加齢臭が発生する原因とは?

2017年3月6日


Old man flickr photo by francisco.j.gonzalez shared under a Creative Commons (BY) license

加齢臭は,常に発生しているのでその臭いに慣れてしまい,本人は自覚がない場合が多い。妻や娘から指摘されて初めて加齢臭に気づいた方も多いのではないだろうか。この加齢臭はどのようにして発生するのだろうか?その発生メカニズムは,化粧品事業を展開する資生堂グループが1999年に解明している。

ヒトの毛や皮膚の表面には常に皮脂が分泌され.脂肪膜を形成して乾燥を防いでいるが40歳を過ぎた頃からこの皮脂の成分では脂肪酸の一種である9-ヘキサデセン酸や活性酸素により酸化した過酸化脂質などが増加していくのだという。この9-ヘキサデセン酸が過酸化脂質により酸化されると,青臭さや油臭さなどを放つ2-ノネナールと呼ばれる物質が生成されるのだ。

加齢臭の原因となる物質は他にもある。男性用化粧品メーカーであるマンダムはヒトの皮膚に主要な細菌である表皮ブドウ球菌や黄色ブドウ球菌が汗に含まれる乳酸を取り込んで代謝生成されたジアセチルが20~40歳にかけて増加し独特な脂臭の原因となることを解明している。

つまりは,加齢に伴う複合的な分泌物の変化が加齢臭を発生させる原因となるのだ。しかし,この加齢臭の発生メカニズムは女性でも同じように起きているが,なぜ男性は加齢臭が強くなってしまうのか?

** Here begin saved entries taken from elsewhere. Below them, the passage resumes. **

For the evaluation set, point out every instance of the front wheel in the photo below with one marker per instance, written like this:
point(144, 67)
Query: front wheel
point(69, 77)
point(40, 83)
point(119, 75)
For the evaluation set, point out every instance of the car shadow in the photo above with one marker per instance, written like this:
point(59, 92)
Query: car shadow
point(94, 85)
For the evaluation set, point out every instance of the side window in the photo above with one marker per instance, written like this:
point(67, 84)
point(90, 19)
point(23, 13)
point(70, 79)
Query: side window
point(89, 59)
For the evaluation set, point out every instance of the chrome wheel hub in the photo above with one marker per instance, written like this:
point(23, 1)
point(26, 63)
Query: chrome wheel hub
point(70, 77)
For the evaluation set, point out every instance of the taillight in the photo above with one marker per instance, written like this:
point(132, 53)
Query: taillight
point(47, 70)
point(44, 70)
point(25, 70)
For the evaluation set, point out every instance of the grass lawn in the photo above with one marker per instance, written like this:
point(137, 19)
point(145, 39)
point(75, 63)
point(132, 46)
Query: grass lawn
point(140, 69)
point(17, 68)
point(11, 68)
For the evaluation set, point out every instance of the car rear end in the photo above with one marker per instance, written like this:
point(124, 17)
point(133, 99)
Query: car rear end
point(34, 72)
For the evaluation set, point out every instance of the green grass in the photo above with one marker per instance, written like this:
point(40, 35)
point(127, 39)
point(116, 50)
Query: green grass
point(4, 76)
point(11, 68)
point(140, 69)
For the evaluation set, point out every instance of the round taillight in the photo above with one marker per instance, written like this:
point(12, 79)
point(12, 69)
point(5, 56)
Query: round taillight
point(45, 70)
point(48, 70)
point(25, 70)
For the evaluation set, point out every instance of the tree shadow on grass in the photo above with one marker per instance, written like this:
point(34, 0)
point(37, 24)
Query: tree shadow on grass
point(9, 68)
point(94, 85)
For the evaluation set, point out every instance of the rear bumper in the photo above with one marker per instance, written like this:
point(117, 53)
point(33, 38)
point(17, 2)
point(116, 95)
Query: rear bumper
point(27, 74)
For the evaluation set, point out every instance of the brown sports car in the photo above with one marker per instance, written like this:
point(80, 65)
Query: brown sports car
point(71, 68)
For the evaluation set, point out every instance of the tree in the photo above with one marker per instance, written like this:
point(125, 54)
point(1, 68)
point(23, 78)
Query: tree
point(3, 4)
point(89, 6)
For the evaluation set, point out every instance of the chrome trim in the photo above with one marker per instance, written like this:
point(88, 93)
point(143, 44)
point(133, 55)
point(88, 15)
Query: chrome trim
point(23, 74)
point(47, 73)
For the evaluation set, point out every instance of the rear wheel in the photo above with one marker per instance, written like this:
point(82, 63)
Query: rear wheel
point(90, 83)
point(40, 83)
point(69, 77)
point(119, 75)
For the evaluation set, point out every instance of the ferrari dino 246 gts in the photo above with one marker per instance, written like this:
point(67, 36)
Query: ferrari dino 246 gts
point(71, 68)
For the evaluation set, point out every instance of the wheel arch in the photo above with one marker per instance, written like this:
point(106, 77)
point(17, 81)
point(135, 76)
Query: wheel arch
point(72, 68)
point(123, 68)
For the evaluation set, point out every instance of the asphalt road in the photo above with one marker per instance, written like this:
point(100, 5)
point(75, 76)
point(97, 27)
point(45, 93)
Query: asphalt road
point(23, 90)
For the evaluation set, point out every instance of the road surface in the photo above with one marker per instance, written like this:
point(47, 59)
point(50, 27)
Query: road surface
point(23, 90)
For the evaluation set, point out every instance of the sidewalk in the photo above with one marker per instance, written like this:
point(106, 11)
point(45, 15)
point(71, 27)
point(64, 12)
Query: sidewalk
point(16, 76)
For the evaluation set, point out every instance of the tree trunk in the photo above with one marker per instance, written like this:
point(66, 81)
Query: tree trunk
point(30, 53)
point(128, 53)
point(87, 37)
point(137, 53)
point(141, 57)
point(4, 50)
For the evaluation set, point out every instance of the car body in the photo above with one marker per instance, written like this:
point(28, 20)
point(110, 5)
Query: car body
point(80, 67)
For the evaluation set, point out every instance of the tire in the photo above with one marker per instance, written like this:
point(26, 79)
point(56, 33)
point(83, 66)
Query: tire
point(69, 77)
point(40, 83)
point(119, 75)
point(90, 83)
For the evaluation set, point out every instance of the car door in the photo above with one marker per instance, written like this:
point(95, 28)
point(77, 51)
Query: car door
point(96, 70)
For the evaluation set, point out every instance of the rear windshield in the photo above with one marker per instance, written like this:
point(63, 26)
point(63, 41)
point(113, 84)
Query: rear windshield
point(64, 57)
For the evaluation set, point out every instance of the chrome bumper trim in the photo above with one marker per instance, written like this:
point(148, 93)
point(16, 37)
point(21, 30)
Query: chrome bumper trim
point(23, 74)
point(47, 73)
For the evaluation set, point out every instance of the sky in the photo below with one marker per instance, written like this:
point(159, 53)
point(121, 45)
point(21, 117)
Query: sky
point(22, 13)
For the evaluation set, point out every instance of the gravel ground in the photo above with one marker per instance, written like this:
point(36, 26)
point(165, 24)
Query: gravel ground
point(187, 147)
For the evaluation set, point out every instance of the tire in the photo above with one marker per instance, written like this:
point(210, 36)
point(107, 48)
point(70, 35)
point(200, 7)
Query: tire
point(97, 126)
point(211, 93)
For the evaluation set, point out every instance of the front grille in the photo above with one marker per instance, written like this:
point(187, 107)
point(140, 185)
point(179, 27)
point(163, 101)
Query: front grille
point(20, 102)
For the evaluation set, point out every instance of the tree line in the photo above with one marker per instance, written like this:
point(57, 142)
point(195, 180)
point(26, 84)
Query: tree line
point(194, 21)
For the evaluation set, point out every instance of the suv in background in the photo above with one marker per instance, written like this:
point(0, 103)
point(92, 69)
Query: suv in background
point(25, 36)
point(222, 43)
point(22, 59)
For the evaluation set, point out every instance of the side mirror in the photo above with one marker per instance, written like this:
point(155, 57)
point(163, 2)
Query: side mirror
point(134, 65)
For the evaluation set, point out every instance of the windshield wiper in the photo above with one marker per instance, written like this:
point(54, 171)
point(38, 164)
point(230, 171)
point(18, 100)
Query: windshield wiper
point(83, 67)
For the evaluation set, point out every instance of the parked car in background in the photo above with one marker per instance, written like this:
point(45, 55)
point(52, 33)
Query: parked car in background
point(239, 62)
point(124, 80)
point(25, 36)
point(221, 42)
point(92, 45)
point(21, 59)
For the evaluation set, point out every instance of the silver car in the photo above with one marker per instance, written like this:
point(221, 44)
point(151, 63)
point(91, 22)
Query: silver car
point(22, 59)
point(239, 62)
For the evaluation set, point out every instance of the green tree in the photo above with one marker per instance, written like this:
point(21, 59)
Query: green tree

女性は,男性と比較して皮脂の分泌が少ない上に入浴や化粧,デオドラント商品を使用するなどして肌のケアを行う機会が多く,加齢臭が発生しにくいのだ。一方で男性では脂肪分を多く含む食事を好んだり入浴時間や入浴回数も女性と比較して短く,少ない傾向にある。

加齢臭は誰にもでも起きることだが,生活習慣に気を配り肌のケアをしっかり行うことで抑えることができる。